Für Bella und Edward.

Und für meine Liebe zu Jasper.

„Ich werde gehen“, sagte ich in die Stille des Waldes hinein und Jasper hielt inne. Dann ließ er mich langsam wieder auf die Füße gleiten.

„Ich muss“, wisperte ich „Für Bella und Edward und auch für mich.“

Er sagte nichts, schwieg einfach nur und schaute mich an. Dann öffnete er den Mund, wollte etwas sagen, aber ich verschloss ihn sanft mit meinem Zeigefinger, denn ich wusste bereits, was er mich wissen lassen wollte.

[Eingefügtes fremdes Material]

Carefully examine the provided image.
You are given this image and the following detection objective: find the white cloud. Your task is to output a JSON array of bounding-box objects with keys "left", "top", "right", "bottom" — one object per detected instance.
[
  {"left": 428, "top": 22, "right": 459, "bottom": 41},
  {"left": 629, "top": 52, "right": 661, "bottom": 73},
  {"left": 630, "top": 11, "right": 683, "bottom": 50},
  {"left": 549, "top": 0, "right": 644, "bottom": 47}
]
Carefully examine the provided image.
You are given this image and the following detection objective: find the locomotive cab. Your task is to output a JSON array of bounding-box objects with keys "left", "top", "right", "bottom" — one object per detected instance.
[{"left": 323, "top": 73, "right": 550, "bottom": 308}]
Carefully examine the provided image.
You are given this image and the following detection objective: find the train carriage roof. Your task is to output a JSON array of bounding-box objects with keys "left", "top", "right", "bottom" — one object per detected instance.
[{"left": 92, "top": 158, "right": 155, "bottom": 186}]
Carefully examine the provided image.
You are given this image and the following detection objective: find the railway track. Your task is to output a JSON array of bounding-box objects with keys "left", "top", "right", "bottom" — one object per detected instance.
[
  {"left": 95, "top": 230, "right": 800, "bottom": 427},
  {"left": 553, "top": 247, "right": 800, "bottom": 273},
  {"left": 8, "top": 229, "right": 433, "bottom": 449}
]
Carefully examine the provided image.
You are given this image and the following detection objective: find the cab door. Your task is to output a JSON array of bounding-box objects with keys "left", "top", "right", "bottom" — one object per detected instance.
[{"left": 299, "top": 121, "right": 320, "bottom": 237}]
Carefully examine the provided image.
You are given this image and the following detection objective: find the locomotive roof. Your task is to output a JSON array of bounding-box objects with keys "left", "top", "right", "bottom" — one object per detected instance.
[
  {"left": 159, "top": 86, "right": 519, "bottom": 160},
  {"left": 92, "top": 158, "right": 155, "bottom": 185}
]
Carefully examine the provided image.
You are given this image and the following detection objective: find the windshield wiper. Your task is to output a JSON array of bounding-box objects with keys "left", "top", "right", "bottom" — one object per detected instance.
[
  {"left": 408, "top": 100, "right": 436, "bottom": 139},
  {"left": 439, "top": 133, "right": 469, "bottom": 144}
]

„Und ich werde alleine gehen. Ohne dich. Es ist zu gefährlich als dass ich es die erlauben könnte mitzukommen, denn auch wenn mein Hass und meine Rachsucht, die in mir brodelt wie ein Kessel heißes Wasser, sich immer weiter in mir ausbreiten, so weiß ich doch, dass ich dich liebe und dass ich dich unter keinen Umständen verlieren will.“

Dann stellte ich mich auf die Zehenspitzen, hielt mich an seinen Schultern fest und küsste ihn sanft auf die Lippen.
 

~.~
 

Woala, dieses Mal war ich schneller:) Hab mich nur gefragt wo so viele beim letzten Kapi gewesen sind...mögt ihr mich nicht mehr??? *entsetzt ist*

Wenn ich euch was getan hab sagt bescheidxDDD Aber jetzt mal zu dem Geschreibsel da oben^.^

Ich bin irgendwie stolz drauf und finds relativ gelungen...und langsam aber sicher schaffe ich es die Beziehung von Alice und Jasper zu 'definieren'...wird ja an sich nicht so viel in den Orginalen drüber geschrieben deshalb mach ich es so, wie ich es mir vorstelle:)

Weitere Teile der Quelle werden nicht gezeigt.